Gun at Community College Causes Daycare Scare

A student with a gun at the Community College of Philadelphia Wednesday brought fear to parents of children as young as six weeks old, since a daycare facility sits on the school's main campus.

"I was definitely worried," said Anissa Conner, mother of 5-year-old Amarillys who was at KinderCare's College Child Development Center at 440 N. 16th St. when the incident occurred.

A 23-year-old student stormed into a chemistry classroom around lunchtime, accused another student of ratting on him to security and then brandished a gun, according to other students in the class at the time.

SWAT officers evacuated the West Building where the class was held, while other staff and students on campus were told to shelter in place. Around 12:30 p.m., police posted on Twitter that a search of the West building and other campus facilites was underway as a precaution.

"I found out about it at 12:40 pm through a text message my friend sent me," Conner said. "Then I tried calling the school and couldn't get through."

Concerned for her daughter's safety, Conner contacted one of the KinderCare teachers on her personal phone.

"When I got ahold of someone, they said they were in the process of calling all the parents," said Conner, who relayed that people were not allowed in or out of the daycare until police gave the all clear. The kids were told to lay down on their cots.

The daycare -- with about 80 children inside -- was placed on lockdown after the College Child Development Center's director learned of the gun on CCP's campus and received advice from the police and the college liaison, said Colleen Moran, a KinderCare spokeswoman.

"The staff knows what is going on, but the children are thinking it is an indoor recess kind of day," she said. "[The director] was calling families, but in the midst of her notifying families, they were showing up and calling."

Conner was frustrated a more modern and speedier notification system was not in place.

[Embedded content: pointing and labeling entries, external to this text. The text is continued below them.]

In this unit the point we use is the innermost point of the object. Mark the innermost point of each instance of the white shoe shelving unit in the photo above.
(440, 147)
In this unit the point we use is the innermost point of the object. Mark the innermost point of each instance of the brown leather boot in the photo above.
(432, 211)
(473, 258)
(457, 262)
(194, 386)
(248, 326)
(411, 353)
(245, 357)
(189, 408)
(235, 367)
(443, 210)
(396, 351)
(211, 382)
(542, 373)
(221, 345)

"A mass email or mass text would be a great start," she said. "If you are not a student at CCP, you might not think to check the community college's website for emergency information."

"Keep the parents informed and let them know you have an emergency plan in place," she said.

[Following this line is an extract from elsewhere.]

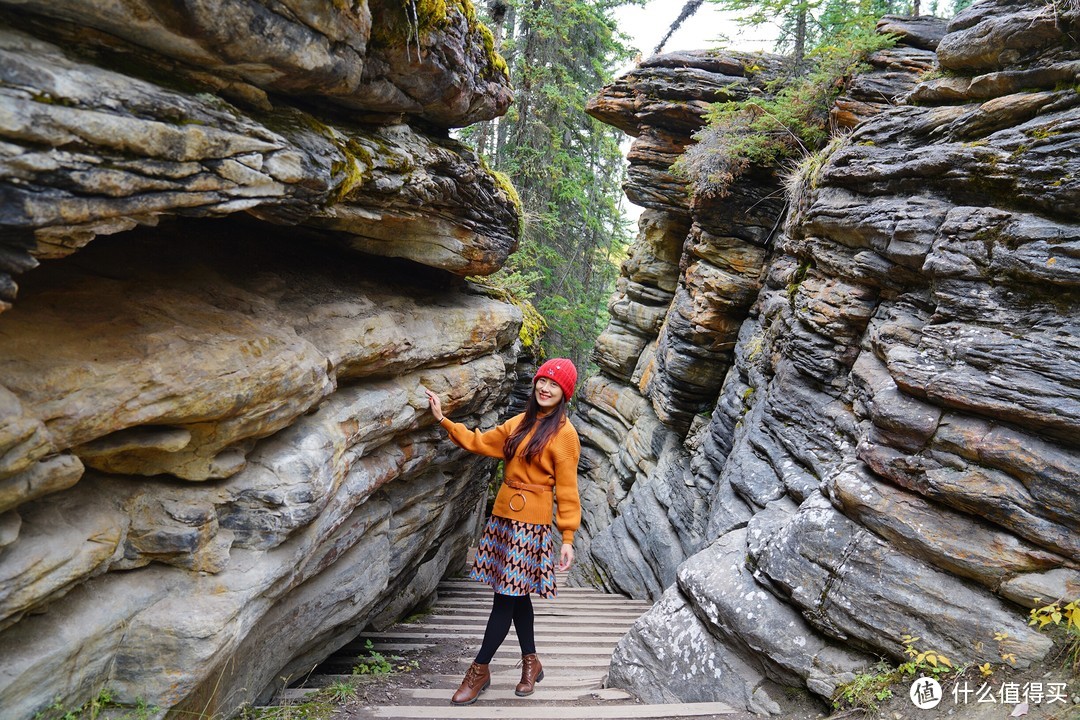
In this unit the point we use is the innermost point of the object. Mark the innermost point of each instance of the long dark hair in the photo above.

Another parent, Juliet Geldi, found out about the incident about two hours after the daycare put the lockdown in place.

"I got a phone call and usually it's, "He's sick, can you come pick him up?" said Geldi, mother of 1-year-old Graham. "The first thing out of my mouth was, 'Are you all fine?"

Moran explained individual phone calls to families is the typical process if one of the Portland, Ore.-based childcare and education provider's 1,600 centers goes under lockdown.

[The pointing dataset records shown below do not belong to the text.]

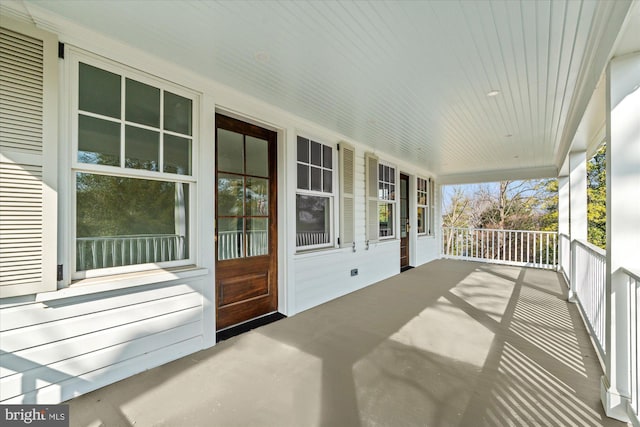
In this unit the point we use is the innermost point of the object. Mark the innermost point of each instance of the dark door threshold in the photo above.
(232, 331)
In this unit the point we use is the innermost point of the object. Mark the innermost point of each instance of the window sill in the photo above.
(122, 281)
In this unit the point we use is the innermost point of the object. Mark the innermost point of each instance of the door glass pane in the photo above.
(257, 197)
(177, 155)
(316, 154)
(257, 236)
(230, 195)
(326, 181)
(99, 91)
(177, 113)
(316, 179)
(421, 222)
(257, 156)
(230, 151)
(142, 148)
(303, 177)
(98, 141)
(230, 238)
(327, 158)
(142, 103)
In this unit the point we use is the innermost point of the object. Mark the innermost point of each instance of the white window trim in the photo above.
(425, 206)
(71, 165)
(393, 202)
(331, 196)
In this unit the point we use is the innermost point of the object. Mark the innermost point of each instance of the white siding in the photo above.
(55, 350)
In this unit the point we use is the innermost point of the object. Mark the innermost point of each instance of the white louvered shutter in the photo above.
(347, 191)
(28, 159)
(371, 196)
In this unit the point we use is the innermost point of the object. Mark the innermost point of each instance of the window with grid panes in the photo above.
(133, 139)
(386, 200)
(314, 195)
(423, 207)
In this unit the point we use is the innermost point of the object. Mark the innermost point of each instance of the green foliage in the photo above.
(116, 206)
(509, 205)
(597, 199)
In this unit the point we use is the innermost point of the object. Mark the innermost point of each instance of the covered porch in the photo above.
(451, 342)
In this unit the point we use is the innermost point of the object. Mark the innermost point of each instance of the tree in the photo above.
(597, 199)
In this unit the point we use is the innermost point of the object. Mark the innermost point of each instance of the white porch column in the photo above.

"We try our hardest to notify parents," she said. "But when something like this happens, there is always going to be someone who finds out about it on Twitter or some other way before we get to them."

While the daycare was under lockdown, parents could pick up their kids -- although police escorted the children out of the building, Moran said.

Both moms say the KinderCare teachers put them at ease once they learned everyone was safe, but the alarming incident still raises concerns.

"I trust the staff, I trust the security," Conner said. "But I would like to find out how protective the glass is."

"I don't want to worry about a stray bullet coming through the glass and hurting a child,' she added.

Geldi, who assumed the delayed notification was due to the lockdown, is troubled about what a gun on CCP's campus means for a country still reeling from a mass shooting that left seven dead in Santa Barbara Friday.

"I could go on about the larger issues here, but I won't get into a political discussion," Geldi said. "I'm flabbergasted."